Fintech can help extend the benefits of financial inclusion to millions of unbanked and underbanked people around the world, but may require corresponding innovation by the regulator to realise its full potential, says a new report produced by the Cambridge Centre for Alternative Finance (CCAF) and the FinTech Working Group of the United Nations Secretary-General’s Special Advocate for Inclusive Finance for Development (UNSGSA).
“Fintech” – or technology-enabled financial services – are becoming increasingly sophisticated as they evolve and scale around the world. Fintech is an area that is very promising for financial inclusion – but it’s also a substantial challenge for regulators. This is particularly true in emerging and developing economies, where resources may be limited.
Over the past three years, regulators in advanced, emerging, and developing economies have been working to better understand and support fintech. These initiatives include innovation offices, regulatory sandboxes, and regtech. Global interest is strong, with regulatory sandboxes now live or planned in over 50 jurisdictions. There are also innovation offices in operation in over 30 jurisdictions, while 20 jurisdictions are pioneering regtech models.
These initiatives are the focus of a report by the CCAF at the University of Cambridge Judge Business School and the FinTech Working Group of Her Majesty Queen Máxima of the Netherlands in her role as the UNSGSA. The report, entitled “Early Lessons on Regulatory Innovations to Enable Inclusive FinTech”, was also supported by the Monetary Authority of Singapore.
The team of researchers interviewed over 40 regulators from more than 20 jurisdictions to inform empirical evidence on how regulators themselves are innovating to better respond to financial innovation. This has informed a number of lessons learned from early examples of regulatory innovation, together with practical considerations for those regulators who are seeking to implement them.
Innovation offices can improve understanding of fintech and support appropriate regulatory responses through early and close engagement with innovators. Regulatory sandboxes that test financial services and business models with customers can help regulators gain a better understanding of fintech, but the report says similar results may be more affordably achieved through innovation offices and other tools.
Bryan Zhang, Executive Director of the Cambridge Centre for Alternative Finance (CCAF), said the report captures regulatory responses to fintech that are in the early days of their development.
“The data is still limited at this stage, but the report points out that there is not a single ‘silver bullet’ for effective regulation of this sector, so more observation and experimentation will be needed,” he says. “Many regulatory techniques in this area are resource-intensive, so a cost-benefit analysis will be needed. But this report is an important early snapshot of both financial inclusion through fintech and steps to regulate this important sector.”

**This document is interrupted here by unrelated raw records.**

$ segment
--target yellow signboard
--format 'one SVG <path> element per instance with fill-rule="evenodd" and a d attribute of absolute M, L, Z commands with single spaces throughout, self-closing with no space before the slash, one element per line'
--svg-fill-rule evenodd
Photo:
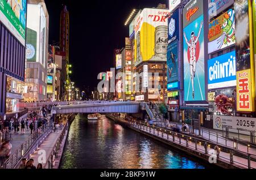
<path fill-rule="evenodd" d="M 237 111 L 253 112 L 254 101 L 250 69 L 237 72 Z"/>
<path fill-rule="evenodd" d="M 215 100 L 215 92 L 208 92 L 208 101 L 214 101 Z"/>

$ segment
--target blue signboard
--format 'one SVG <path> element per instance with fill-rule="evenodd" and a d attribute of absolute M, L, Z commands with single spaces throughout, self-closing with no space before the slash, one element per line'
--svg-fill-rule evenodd
<path fill-rule="evenodd" d="M 172 83 L 167 84 L 168 91 L 177 90 L 179 88 L 180 84 L 179 82 Z"/>
<path fill-rule="evenodd" d="M 168 43 L 179 41 L 179 12 L 177 9 L 168 19 Z"/>
<path fill-rule="evenodd" d="M 179 52 L 177 41 L 169 44 L 167 48 L 167 83 L 179 81 Z"/>
<path fill-rule="evenodd" d="M 237 85 L 236 51 L 208 61 L 208 89 Z"/>

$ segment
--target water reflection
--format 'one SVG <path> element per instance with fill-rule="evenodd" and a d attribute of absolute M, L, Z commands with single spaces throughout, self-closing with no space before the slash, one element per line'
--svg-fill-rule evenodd
<path fill-rule="evenodd" d="M 107 118 L 96 122 L 78 115 L 71 125 L 61 168 L 204 168 Z"/>

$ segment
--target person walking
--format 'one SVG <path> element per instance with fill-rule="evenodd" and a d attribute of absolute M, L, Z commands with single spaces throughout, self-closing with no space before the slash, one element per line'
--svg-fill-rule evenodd
<path fill-rule="evenodd" d="M 220 148 L 218 147 L 218 145 L 216 145 L 214 147 L 214 151 L 215 151 L 215 154 L 216 154 L 216 156 L 217 156 L 217 158 L 218 158 L 220 157 Z"/>
<path fill-rule="evenodd" d="M 27 159 L 26 158 L 23 158 L 22 160 L 22 164 L 19 165 L 19 169 L 25 169 L 26 163 L 27 163 Z"/>
<path fill-rule="evenodd" d="M 43 169 L 43 165 L 41 163 L 39 163 L 38 164 L 38 166 L 36 167 L 36 169 Z"/>
<path fill-rule="evenodd" d="M 31 134 L 32 134 L 33 133 L 33 130 L 34 130 L 34 122 L 31 122 L 31 123 L 30 125 L 30 129 Z"/>
<path fill-rule="evenodd" d="M 20 121 L 21 125 L 21 134 L 25 134 L 25 121 L 23 119 Z"/>
<path fill-rule="evenodd" d="M 3 168 L 3 164 L 6 159 L 6 156 L 8 154 L 8 149 L 7 147 L 7 143 L 5 142 L 2 144 L 0 148 L 0 166 Z"/>
<path fill-rule="evenodd" d="M 28 129 L 28 118 L 27 118 L 26 119 L 25 125 L 26 125 L 26 127 L 27 130 Z"/>

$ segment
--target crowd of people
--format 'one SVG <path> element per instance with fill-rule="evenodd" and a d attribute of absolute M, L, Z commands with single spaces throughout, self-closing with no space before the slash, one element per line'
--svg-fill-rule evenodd
<path fill-rule="evenodd" d="M 43 169 L 43 165 L 41 163 L 39 163 L 36 168 L 34 165 L 34 159 L 31 158 L 27 160 L 26 158 L 22 160 L 22 163 L 19 165 L 19 169 Z"/>
<path fill-rule="evenodd" d="M 36 112 L 30 113 L 26 118 L 20 121 L 11 117 L 5 121 L 0 119 L 0 166 L 3 166 L 4 162 L 11 154 L 13 147 L 10 143 L 11 134 L 23 135 L 26 131 L 30 131 L 32 134 L 35 130 L 48 122 L 47 114 L 51 112 L 52 107 L 57 105 L 44 105 L 42 111 L 38 114 Z M 40 128 L 38 128 L 40 130 Z M 26 161 L 26 169 L 34 169 L 31 160 Z M 38 168 L 39 169 L 39 168 Z"/>

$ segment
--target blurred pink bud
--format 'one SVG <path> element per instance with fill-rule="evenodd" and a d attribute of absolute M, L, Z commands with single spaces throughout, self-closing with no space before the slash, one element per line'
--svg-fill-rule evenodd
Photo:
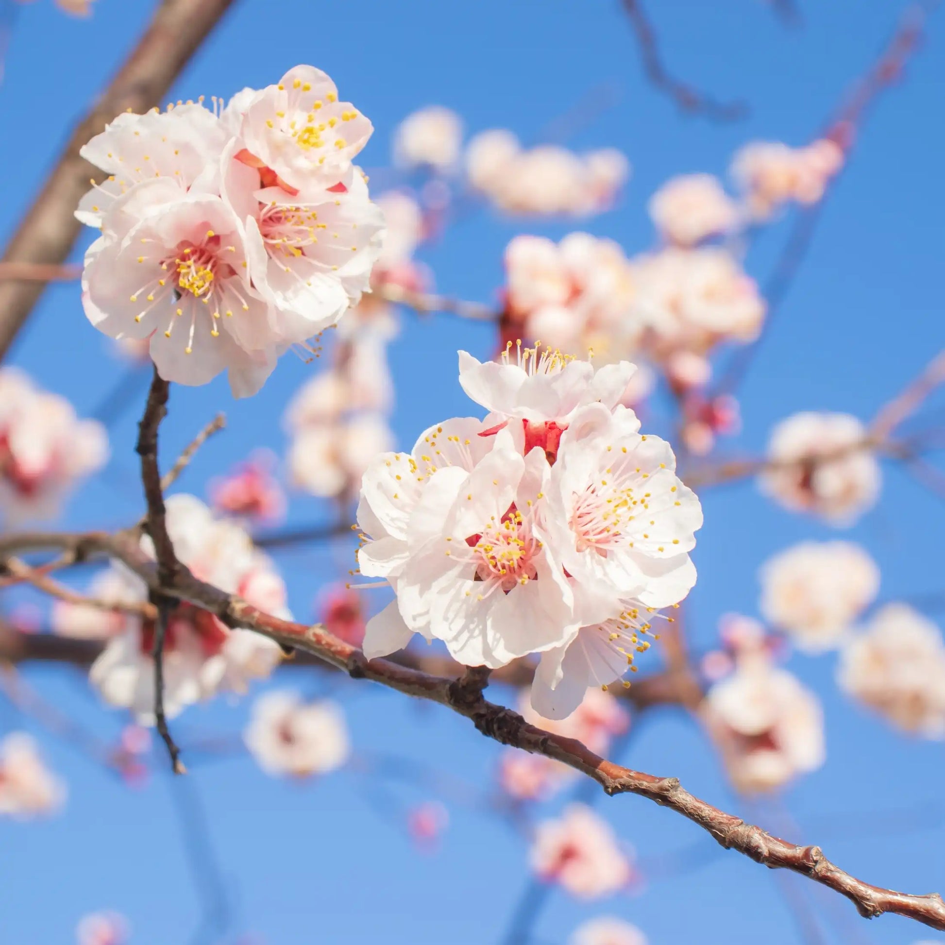
<path fill-rule="evenodd" d="M 352 646 L 361 645 L 366 622 L 356 591 L 335 584 L 321 595 L 316 609 L 329 633 Z"/>
<path fill-rule="evenodd" d="M 425 852 L 436 850 L 449 823 L 449 811 L 437 800 L 418 804 L 407 814 L 410 837 Z"/>
<path fill-rule="evenodd" d="M 239 518 L 272 522 L 285 514 L 285 495 L 272 471 L 276 457 L 260 450 L 210 483 L 215 509 Z"/>

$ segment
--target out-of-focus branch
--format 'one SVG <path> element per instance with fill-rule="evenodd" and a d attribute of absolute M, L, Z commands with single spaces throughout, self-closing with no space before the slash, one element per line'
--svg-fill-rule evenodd
<path fill-rule="evenodd" d="M 870 424 L 873 436 L 878 439 L 887 438 L 941 384 L 945 384 L 945 350 L 940 351 L 898 397 L 880 409 Z"/>
<path fill-rule="evenodd" d="M 385 301 L 392 301 L 398 305 L 406 305 L 424 315 L 432 312 L 447 312 L 458 315 L 461 318 L 473 318 L 478 321 L 497 321 L 499 313 L 489 305 L 478 301 L 464 301 L 462 299 L 452 299 L 449 296 L 428 295 L 424 292 L 412 292 L 400 285 L 387 284 L 374 289 L 374 295 Z"/>
<path fill-rule="evenodd" d="M 217 414 L 188 444 L 183 453 L 177 458 L 177 462 L 162 476 L 161 489 L 166 491 L 177 482 L 178 476 L 190 465 L 191 459 L 197 451 L 215 434 L 218 433 L 227 425 L 227 419 L 223 414 Z"/>
<path fill-rule="evenodd" d="M 24 215 L 3 255 L 4 264 L 65 262 L 81 224 L 73 216 L 90 177 L 100 173 L 79 148 L 122 112 L 160 105 L 171 84 L 232 0 L 162 0 L 150 25 L 108 88 L 76 127 L 43 190 Z M 45 283 L 8 278 L 0 283 L 0 360 L 43 293 Z"/>
<path fill-rule="evenodd" d="M 930 0 L 909 7 L 879 59 L 854 86 L 852 93 L 828 122 L 822 137 L 830 138 L 838 145 L 847 158 L 853 148 L 856 133 L 862 127 L 870 107 L 902 76 L 906 63 L 918 49 L 922 38 L 926 12 L 933 5 Z M 762 294 L 767 301 L 767 314 L 762 332 L 754 341 L 735 352 L 725 373 L 714 385 L 713 397 L 734 393 L 745 380 L 754 355 L 770 333 L 775 312 L 786 298 L 800 269 L 800 265 L 807 256 L 824 201 L 838 178 L 839 174 L 833 177 L 827 192 L 816 203 L 798 214 L 784 249 L 763 288 Z"/>
<path fill-rule="evenodd" d="M 621 0 L 621 4 L 633 28 L 646 77 L 658 89 L 666 93 L 681 111 L 690 114 L 702 114 L 713 121 L 733 121 L 747 114 L 748 108 L 745 102 L 716 101 L 711 95 L 671 76 L 660 55 L 653 25 L 640 0 Z"/>
<path fill-rule="evenodd" d="M 306 627 L 265 613 L 241 598 L 195 577 L 182 564 L 169 583 L 140 548 L 121 536 L 100 539 L 103 547 L 131 567 L 153 594 L 193 604 L 225 624 L 246 627 L 340 669 L 353 679 L 371 679 L 407 696 L 438 702 L 469 718 L 475 728 L 503 745 L 559 761 L 595 781 L 609 795 L 636 794 L 668 807 L 706 830 L 721 846 L 771 868 L 790 869 L 846 896 L 862 916 L 895 913 L 945 930 L 945 902 L 937 893 L 909 895 L 871 885 L 844 872 L 816 846 L 788 843 L 740 817 L 726 814 L 686 791 L 677 778 L 659 778 L 614 765 L 580 742 L 529 725 L 517 713 L 468 693 L 456 696 L 456 679 L 409 669 L 389 660 L 371 660 L 323 627 Z"/>
<path fill-rule="evenodd" d="M 0 263 L 0 282 L 71 283 L 82 275 L 80 266 L 57 263 Z"/>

Philip Rowan, Regulatory Innovation Lead at the CCAF, highlighted that regulators in developing and emerging economies can learn much from others who have gone before them.
“With over 100 innovative regulatory initiatives now in place around the world, regulators considering their own approaches to fintech will benefit greatly from seizing the lessons learned from other jurisdictions. One of the biggest takeaways we’ve seen is the importance of an internal mindset and culture which is supportive of innovation within the regulator,” he says. “Direct engagement between regulators and innovators has also proven to be mutually beneficial, regardless of the form which this takes, through promoting understanding and reducing uncertainty.”
The UNSGSA FinTech Working Group is made up of members from Alliance for Financial Inclusion, Ant Financial, Bankable Frontier Association, Bill & Melinda Gates Foundation, Bangko Sentral ng Pilipinas, Better Than Cash Alliance, Consultative Group to Assist the Poor, International Finance Corporation, MAS, McKinsey, Omidyar Network, PayPal, Reserve Bank of India, and the World Bank.